When you hear this script’s first line—“The whole thing’s a nightmare”—you’re on your way to figuring out just where Gall is going (The subtitle of the play—included in the press packet but not in the program—is “a nightmare with no intermission.”)
Gall’s characters here are an indie film director, A (Ben Cole), and his actor-wife, B (Clea Alsip). The leading man in A’s new feature film is his longtime best friend, C (Tony Naumovski). B and C portray lovers in the film, and A suspects that their on-camera passion has spilled over into life. Perhaps he has even willed himself to become a cuckold out of some sort of masochistic virus that has infected his artistic temperament. To complicate matters further, into the action steps D (Maren Bush), a young film editor who coincidentally (or not so coincidentally) has been involved with C in a relationship that is nearly as fraught with psychosexual issues as is A and B’s marriage.

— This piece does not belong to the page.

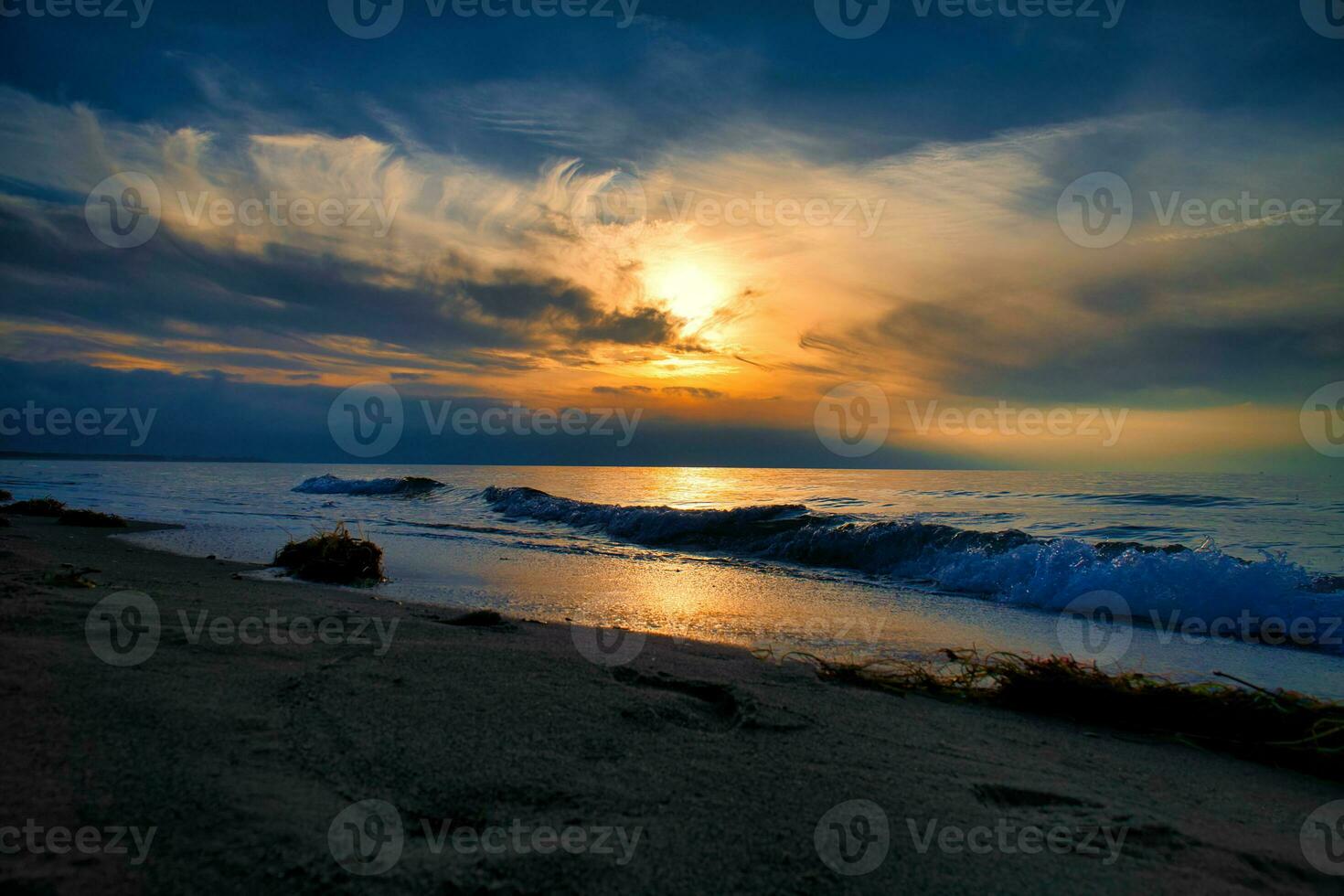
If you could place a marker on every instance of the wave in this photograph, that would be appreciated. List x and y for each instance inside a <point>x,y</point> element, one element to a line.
<point>1008,567</point>
<point>405,485</point>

The basic problem here is that it’s about as easy for an audience member to connect emotionally with A, B, C, and/or D as it would be if they were variables in an algebraic equation or squiggles of macaroni in alphabet soup. Even when the steamed-up characters are ripping at each other’s clothes, their passions seem, somehow, remote and cold. And why aren’t A and his associates more focused on the nuts and bolts of the film they’re making? I certainly wouldn’t care to invest Kickstarter cash in a project whose creative team seemed more interested in indulging their pet neuroses than in making a work of cinematic art.
The actors strive mightily. Of the four, Naumovski fares best, demonstrating both steady concentration and an ease with the play’s style and tone. The most involving scene comes at play’s end, when B and C enact multiple takes of the same film sequence while D analyzes the action from her editor’s perspective. Alsip, Naumovski and Bush all do good work in this sequence.
The major design element comes in the form of projections by Rocco DiSanti, which often consist of slices of an actor’s face appearing like puzzle pieces on seven separate screens of different sizes. (You’ve possibly seen effects like this before, in art installations.) Elliot Davoren’s ominous (though occasionally distracting) sound design also plays a prominent part in the play’s ambience.